DE analysis between two batch-specific clusters

Hi team,

Thank you so much for the wonderful tool.

I have a question about performing DE analysis. I have two datasets, each from a different batch. I have performed integration using scVI with the batch specified in the batch_key. With the trained model, I want to compare two clusters of cells using the differential_expression method from scVI.

The two clusters are batch-specific (i.e. each of them with cells only from one batch). Having said that, there are also clusters in the dataset that are overlapping across batches.

I was wondering what the output of differential expression means if I were to compare between these two batch-specific clusters, with the batch_correction=True? Supposedly it is correcting for batch effects so the output of above comparison would be meaningless? Or is the model trained in a way that any genes that differentiate batch A from batch B as a whole is filtered out and the remaining difference between the batch-specific clusters is being shown?

Hope I’m making sense, if not please let me know! Thank you.

I would run with batch_correction=False in this case as this option should only be used when group1 and group2 populations have members from multiple batches.

It’s hard to say, but the effect sizes can become skewed as there is an issue of out-of-distribution normalized/decoded expression data. If you’re comparing cell type A vs B and A and B are from different batches, the model has no notion of what cell type A would look like in cell type B’s batch.

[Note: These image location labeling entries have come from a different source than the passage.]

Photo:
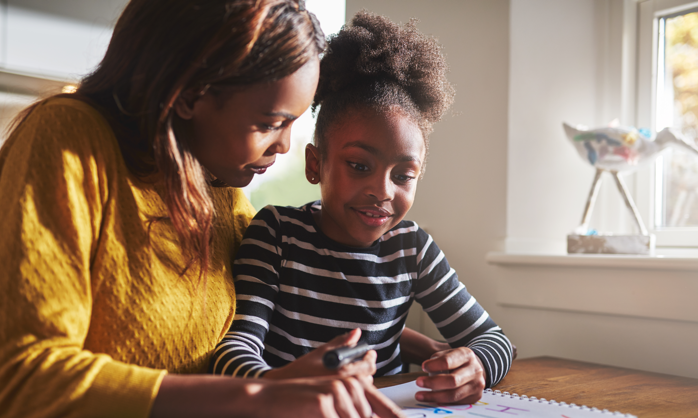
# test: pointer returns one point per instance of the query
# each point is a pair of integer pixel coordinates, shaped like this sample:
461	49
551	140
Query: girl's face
240	136
368	178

We are still exploring the benefits and limitations of the built in DE procedure, but maybe one way to think about it is from the linear model perspective. If you were only comparing cell type A and B and they were confounded with batch effects, then I’m not sure you would model this batch effect in a linear model.

What do you think? @Valentine_Svensson @PierreBoyeau

Anecdotally, when I run these kinds of tests with batch_correction = False I get genes that are globally higher in one batch versus the other. But when I use batch_correction = True I get genes that are higher (or lower) only in the cluster of interest in the second batch.

I’m not completely sure why this happens, but it’s been pretty convenient. Thinking in linear terms, it could be that you’re effectively doing y ~ batch + batch:cluster + cluster and it subtracts the effect you’d see with a model like y ~ batch when using batch_correction = True (again, just anecdotal).

For exploring data, I’d suggest trying all variations and plotting a couple of top genes from each setting. This can help you figure out what’s going on in the data. This way you can see if the settings helps you find cluster-specific genes or not. If it’s not helping, and you’re finding the top genes from the tests don’t have a pattern of being cluster-specific, well, then it’s harder.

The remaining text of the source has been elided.